Beh, parliamo di un disco doppio, interamente registrato dal vivo.Il fatto di inserire un inedito è stato una sorta di ‘’plus”. Altrimenti sarebbe finito semplicemente nel disco successivo, che è già in fase avanzata di lavorazione.

– Dal vivo finalmente. Un impianto sonoro così imponente, dal punto di vista tecnico come scenografico, come pensate sia possibile farlo vivere nella scena live di oggi, spesso ristretta e in condizioni precarie?
Ahimè non è sempre facile. Spesso ci si ritrova a suonare in condizioni pietose. Oppure hai a disposizione impianti sonori potentissimi, ma quando ti ritrovi a suonare in festival o simili, hai i minuti contati per quanto riguarda il soundcheck e di conseguenza non riesci ad avere il tuo sound che ti permette di esprimere appieno la personalità della tua musica e della tua band. E’ un privilegio che viene ancor troppo riservato ai gruppi considerati ‘’big”.

– Da un’esperienza internazionale, secondo voi l’Italia è pronta o capace di accogliere un rock progressivo come accadeva forse negli anni ’70?
Assolutamente no. Come dicevo, la cultura musicale italiana non ha le capacità per poter dare valore in generale ai musicisti che puntano a fare musica seriamente. Per quanto mi riguarda, sono estremamente disilluso dalla situazione musicale nel nostro paese. Negli anni ‘70 c’è stato un brevissimo momento in cui fu possibile, ma credo che tutto svanì anche a causa del fatto che ci si buttassero in mezzo troppi affari politici. Ho sempre pensato che la musica non sia nè di sinistra nè di destra, ma che ci sia solo musica buona o brutta.

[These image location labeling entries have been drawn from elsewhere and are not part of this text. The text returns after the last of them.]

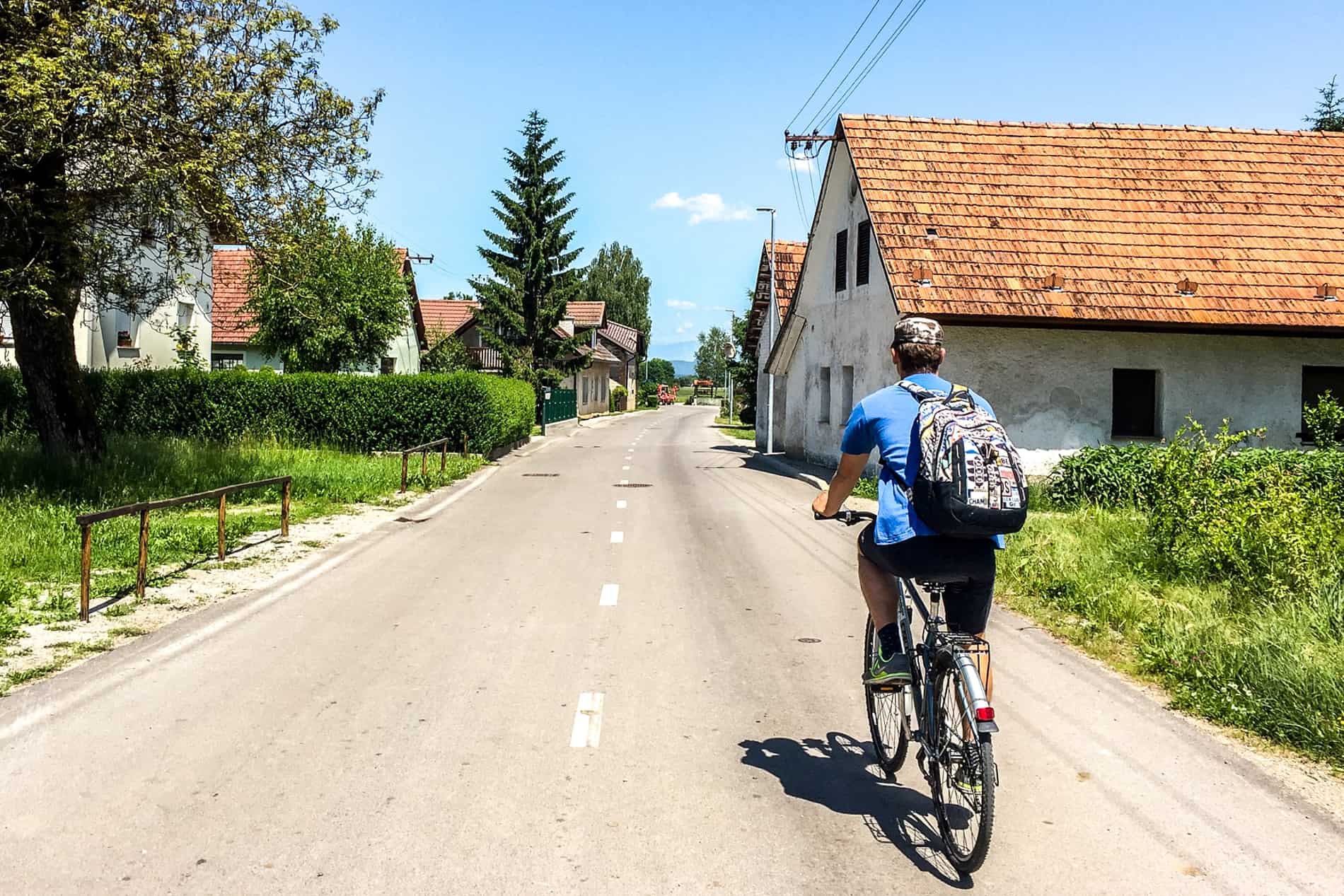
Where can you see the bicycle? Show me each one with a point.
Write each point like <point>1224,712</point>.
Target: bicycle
<point>945,712</point>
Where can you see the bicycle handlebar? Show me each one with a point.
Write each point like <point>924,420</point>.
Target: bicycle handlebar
<point>848,518</point>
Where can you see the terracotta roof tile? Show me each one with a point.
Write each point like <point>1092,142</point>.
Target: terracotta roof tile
<point>788,265</point>
<point>228,321</point>
<point>586,313</point>
<point>445,316</point>
<point>1121,213</point>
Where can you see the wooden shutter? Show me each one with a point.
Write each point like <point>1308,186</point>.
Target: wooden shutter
<point>860,267</point>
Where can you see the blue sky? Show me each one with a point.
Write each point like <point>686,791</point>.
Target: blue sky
<point>691,98</point>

– Chiudiamo lasciandovi ad un’analisi che sia guida per l’ascolto: siete puristi del genere o “infedeli alla linea”?
Non mi piace definirmi nè da una parte nè dall’altra.
Prendere una posizione di questo tipo sarebbe un segno di protesta. Credo che i puristi siano solamente ostinati a ripercorre un qualcosa che non esiste più, ad esempio i vecchi affezionati alle sonorità tipiche del prog. Ma sono cose che sono già state fatte. Non mi va di rifare un disco con le stesse sonorità di Foxtrot dei Genesis solo per far venire le lacrime ai sessantenni. Allo stesso tempo, non sono un ‘’infedele alla linea’‘ perchè significherebbe fare come chi si sforza di andare contro corrente a tutti i costi per differenziarsi.
Semplicemente io scrivo musica che mi viene da dentro e indubbiamente cerco di proiettarla ad un ascoltatore dei giorni nostri. Probabilmente la materia prima è di radice classico-sinfonica, con grande attenzione nel dar priorità alla melodia, fattore fondamentale per me. Poi ho un particolare riguardo per lo sviluppo strutturale ed armonico, questo in buona parte grazie ai miei studi. Ma il punto di partenza è un qualcosa che mi viene dalla fortuna di essere cresciuto in mezzo alla buona musica, non agli studi di certo.
Ultimamente prediligo scrivere un tipo di musica meno complicata e più diretta, cercando di ridurre ai minimi termini la complessità del prog per farla arrivare a piccole dosi a gente abituata ad ascoltare brani di tre minuti in radio. Certamente è una sfida… ma ho sempre adorato le sfide.